# 8163B PTO issues



## jjz28 (Apr 14, 2013)

My pto started slowing down on my mower deck and actually stopped going through tall grass. It worked great last year and this was the first startup this year. I used the search and saw someone who had a problem like me and they adjusted the "free play" and it worked. Richard-tx is the one who helped the guy. Is it the free play in the pto lever that I move forward to engage the pto. I know it has always been all the way against the metal cover. Is it not supposed to be that much forward? How do I adjust that? Any help would be appreciated. Thanks!


----------



## jjz28 (Apr 14, 2013)

OK, so I went out and took the shifter cover plate off and that allowed the pto lever to go further up and now it works like it always did. I am glad I searched this on this forum before I took the tranny apart.


----------



## Richard-tx (Jan 30, 2011)

Since the free play was not adjusted and the clutch was slipping, it is likely that the clutch has worn.

Replacing a clutch is an expensive job in both time and materials.

Be kind to your PTO clutch and treat as you would any other clutch. Engage it while at an idle and then run the throttle up.

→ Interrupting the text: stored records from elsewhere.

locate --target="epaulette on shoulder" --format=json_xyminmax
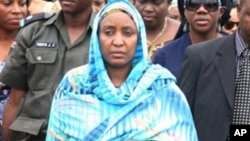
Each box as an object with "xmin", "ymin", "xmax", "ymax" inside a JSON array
[{"xmin": 19, "ymin": 12, "xmax": 55, "ymax": 27}]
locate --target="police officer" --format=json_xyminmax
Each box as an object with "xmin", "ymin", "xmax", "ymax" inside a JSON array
[{"xmin": 0, "ymin": 0, "xmax": 94, "ymax": 140}]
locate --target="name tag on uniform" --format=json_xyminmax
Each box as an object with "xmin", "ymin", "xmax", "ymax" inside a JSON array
[{"xmin": 35, "ymin": 42, "xmax": 57, "ymax": 48}]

Adjusting the free play is not all that hard. It is a 5 minute job assuming the clevis is free to turn. If the clevis is rusted on, then the rod will have to be removed and some heat applied to free it up.


----------



## jjz28 (Apr 14, 2013)

I adjusted the rod that has the bend on the end and attaches to the pto lever. I turned very easy, I guess because this gravely has only spend maybe a total of 5 days outside overnight. It has been barn and garage kept all its life. Everything I have adjusted was "free", no rusted nuts or bolts. Thanks Richard, your post in the past is what made me check the pto travel and see it was hitting the guard.


----------



## jjz28 (Apr 14, 2013)

Well, I guess the clutch is finally gone. It was stopping in grass again so I adjusted it some more but it will only move the blades if I hold down on the lever to apply a lot of pressure to it. Is there a guide of how to replace the pto clutch on the 8163B? Thanks.


----------